Zika virus aedes mosquito. [File]

The deadly Zika virus, which almost marred the 2016 Olympic Games in Brazil, has been detected in Kenya for the first time.

Between 2016 and 2017, some 215,319 Zika infections were reported in Brazil with 2,347 infants born with head deformities in a condition known as microcephaly.

On Friday, local researchers said they have detected 33 Zika incidents in West Pokot County and one in Turkana County, the first ever recorded in Kenya.

The team from the Ministry of Health, the Nairobi-based International Centre of Insect Physiology and Ecology (Icipe), Kenya Medical Research Institute (Kemri) and Jomo Kenyatta University of Agriculture and Technology want measures put in place to prevent a possible outbreak.
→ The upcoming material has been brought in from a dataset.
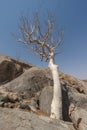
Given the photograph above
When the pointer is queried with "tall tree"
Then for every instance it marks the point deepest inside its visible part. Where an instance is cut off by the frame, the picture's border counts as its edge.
(44, 43)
The researchers in the study published in Virology Journal on Friday on May 17, 2019, said they had found evidence Zika virus has been circulating undetected in human populations in West Pokot and Turkana counties.

The team led by Edith Chepkorir of Icipe was hunting for yellow fever, dengue, West Nile and Zika viruses in the two counties.

The areas were being investigated because they border Uganda, South Sudan and Ethiopia where recent outbreaks of yellow fever and dengue have been reported, with possibility of spillover into Kenya.

In the study, they found all the four viruses present with Zika being recorded for the first time in Kenya.

The team had collected 877 samples from the two counties with 33 turning positive for Zika in West Pokot and one in Turkana.

“The results in the current study suggest circulation of Zika in both counties, yet there have never been reported or confirmed cases of Zika in Kenya,” the report notes. 

The virus was first identified in a rhesus monkey in 1947 in the Zika forest in Uganda. Coincidentally, the new study says the Kenya cases were detected in an area called Kanyerus, West Pokot, which is very close to where the virus was first recorded in Uganda.

The scientists says this time round they were only investigating the presence of the virus, but not whether it was causing disease among the local populations.

“The presence of Zika virus neutralising antibodies in this population especially in the 13–19 age group shows that the viruses have recently been circulating in this region,” says the report.

They now want more surveillance carried out to include young children and pregnant women, because Zika has been associated with congenital birth defects, in the developing foetus.

In West Pokot, the prevalence of Zika was highest among those in the age group 13–19 years and was twice as high in males compared to females.

The authors say the virus may have been circulating in the area for a long time unnoticed due to lack of detection facilities. “This calls for focused disease surveillance to forestall severe consequences of the virus in case of an outbreak,” suggests the study.

Zika virus is primarily transmitted to people through the bite of an infected Aedes mosquito, which can also transmit chikungunya, dengue and yellow fever.